3.4.4  Das Scheitern eines ehrgeizigen Plans

R.M.Gerhardt konnte nur einen Bruchteil dessen verwirklichen, was er geplant hatte. Ersichtlich wird dies aus einem Verlagsprospekt (am Ende des Kapitel wiedergegeben), der kurz vor seinem Tod erschien. Er soll hier vorgestellt werden, damit das Ausmaß dessen ersichtlich wird, was der Verlag der Fragmente geplant hatte, was er verwirklichen konnte und woran er letztendlich scheiterte.

Herzstücke des Verlages waren und blieben die Zeitschrift und die Taschenbuchreihe. Von der Zeitschrift waren 1954 zwei Nummern erschienen. Geplant waren ein Deutschland-Sonderheft als Doppelnummer 3/4 und ein Heft (Nr. 5) mit Beiträgen von Antonin Artaud, Gertrude Stein, Jorge Andrade, Henry Miller und anderen. Im Briefwechsel zwischen Charles Olson und Robert Creeley ist des öfteren die Rede von einem Amerika-Heft der fragmente. Material dazu scheint vorhanden gewesen zu sein; ein Verzeichnis der Manuskripte Robert Creeleys deutet darauf hin. 1) Anfang Januar 1952 schreibt Robert Creeley aus Südfrankreich an Charles Olson:

The 2nd issue of FRAGMENTE has gotten bogged, I guess, because of money; they hope to get out soon, i.e., to be able to continue. He says he has the first 15 (!) issues planned, etc. But no money. 2)

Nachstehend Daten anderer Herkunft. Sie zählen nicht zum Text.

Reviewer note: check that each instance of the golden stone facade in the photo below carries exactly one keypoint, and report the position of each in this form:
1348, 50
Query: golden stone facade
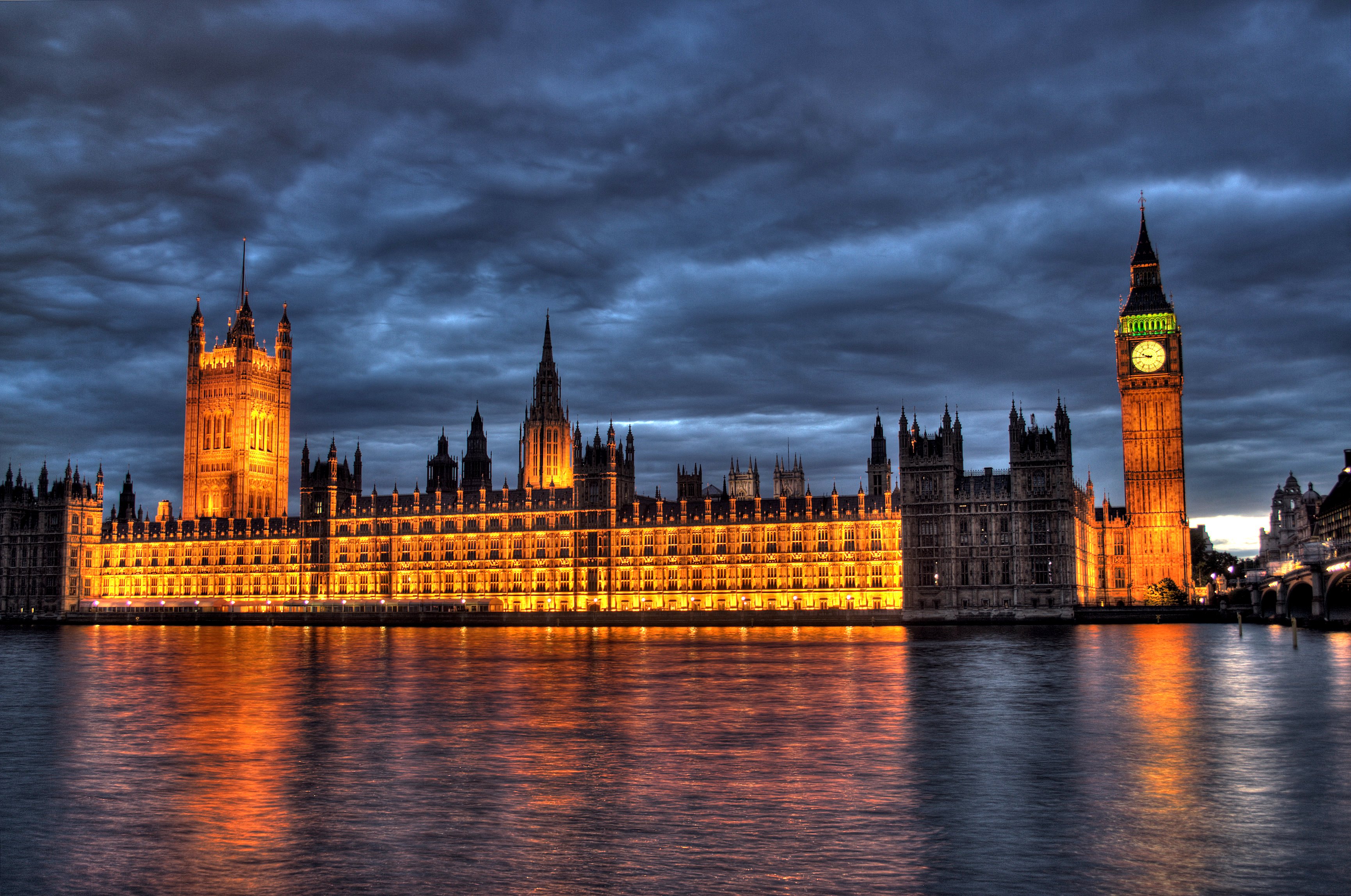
576, 536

Von der Taschenbuchreihe erschienen, wie bereits ausgeführt, sechs Ausgaben. Der Gedichtband von Klaus Bremer wird in dem Verlagsprospekt nicht erwähnt. Er trägt die Nummer 19, während die Zählung im Prospekt nur bis Nummer 15 geht (zuzüglich zweier, nicht numerierter Werke). Von sämtlichen Ausgaben sollten leinengebundene Exemplare lieferbar sein. Das Spektrum reicht von Confucius über Ezra Pound und Guillaume Appolinaire bis zu chinesischer Reimprosa, einer Anthologie (fünf neue deutsche dichter) und einer Sammlung mit negro spirituals und songs. Von einigen Nummern wurden auch Luxusausgaben hergestellt, so z.B. von Claire Golls Gedichtband 'Versteinerte Tränen'. 3)

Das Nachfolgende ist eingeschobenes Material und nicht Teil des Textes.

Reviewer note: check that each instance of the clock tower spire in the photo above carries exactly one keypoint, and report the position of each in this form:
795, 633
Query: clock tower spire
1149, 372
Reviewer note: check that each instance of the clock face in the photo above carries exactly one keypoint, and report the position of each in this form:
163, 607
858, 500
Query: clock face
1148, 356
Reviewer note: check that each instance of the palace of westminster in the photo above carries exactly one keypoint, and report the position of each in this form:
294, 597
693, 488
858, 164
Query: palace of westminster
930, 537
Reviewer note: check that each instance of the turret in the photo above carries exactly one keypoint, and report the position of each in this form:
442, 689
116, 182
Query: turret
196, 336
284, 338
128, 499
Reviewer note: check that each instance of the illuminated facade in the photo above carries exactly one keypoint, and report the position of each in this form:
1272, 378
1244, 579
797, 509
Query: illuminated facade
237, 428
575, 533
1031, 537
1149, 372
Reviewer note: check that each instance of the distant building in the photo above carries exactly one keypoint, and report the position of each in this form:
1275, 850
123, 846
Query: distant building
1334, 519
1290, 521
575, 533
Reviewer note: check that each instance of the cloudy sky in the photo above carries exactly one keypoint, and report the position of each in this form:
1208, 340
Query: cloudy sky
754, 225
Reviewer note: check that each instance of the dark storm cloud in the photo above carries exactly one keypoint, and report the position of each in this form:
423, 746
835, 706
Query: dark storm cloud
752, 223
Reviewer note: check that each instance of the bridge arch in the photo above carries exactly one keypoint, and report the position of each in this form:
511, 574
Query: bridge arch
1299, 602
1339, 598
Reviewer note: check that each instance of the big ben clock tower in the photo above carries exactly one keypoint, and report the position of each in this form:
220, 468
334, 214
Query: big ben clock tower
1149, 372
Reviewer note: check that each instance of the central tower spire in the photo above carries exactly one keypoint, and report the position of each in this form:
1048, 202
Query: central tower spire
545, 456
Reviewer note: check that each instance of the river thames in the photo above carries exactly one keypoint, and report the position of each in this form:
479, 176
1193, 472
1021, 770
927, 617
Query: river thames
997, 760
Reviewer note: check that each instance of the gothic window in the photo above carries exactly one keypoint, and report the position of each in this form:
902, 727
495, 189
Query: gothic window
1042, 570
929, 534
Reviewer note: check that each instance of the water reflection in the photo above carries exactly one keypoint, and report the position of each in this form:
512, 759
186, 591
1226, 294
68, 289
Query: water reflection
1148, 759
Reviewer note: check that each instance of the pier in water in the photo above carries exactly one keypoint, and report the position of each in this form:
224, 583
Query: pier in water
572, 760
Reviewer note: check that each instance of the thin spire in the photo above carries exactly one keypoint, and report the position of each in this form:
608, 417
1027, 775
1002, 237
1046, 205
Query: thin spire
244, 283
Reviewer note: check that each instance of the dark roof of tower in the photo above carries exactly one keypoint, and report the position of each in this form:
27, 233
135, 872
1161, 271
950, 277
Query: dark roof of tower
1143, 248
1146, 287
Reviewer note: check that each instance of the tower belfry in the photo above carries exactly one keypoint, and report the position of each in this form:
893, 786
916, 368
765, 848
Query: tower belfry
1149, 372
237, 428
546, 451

Doch Gerhardt vertrieb nicht nur Werke aus seinem eigenen Verlag. So übernahm er z.B. die deutsche Auslieferung von Cid Cormans Zeitschrift Origin, die in den fünfziger Jahren zu den wichtigsten Publikationsorganen der modernen amerikanischen Literatur zählte. 4) Außerdem verlegte er in Kommission eine Anthologie mit Gedichten von Charles Olson, Robert Creeley, Cid Corman und Vincent Ferrini. 5)

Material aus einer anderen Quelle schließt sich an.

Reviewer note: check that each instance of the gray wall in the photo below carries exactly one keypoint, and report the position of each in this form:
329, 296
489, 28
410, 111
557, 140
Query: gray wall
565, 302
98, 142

Neben der Zeitschrift und den Taschenbüchern sollten auch gebundene Bücher im Umfang von 80-120 Seiten (Format 16,5 x 23 cm) erscheinen, von denen jeweils 50 Exemplare als Vorzugsausgaben auf Zerkall gedruckt werden sollten. Vorgesehen waren Werke von Ezra Pound (pisaner gesänge und lustra. gedichte), Antonin Artaud (um mit der gerechtigkeit gottes schluß zu machen. dichtung für radio) und Alfred Jarry (ubu roi).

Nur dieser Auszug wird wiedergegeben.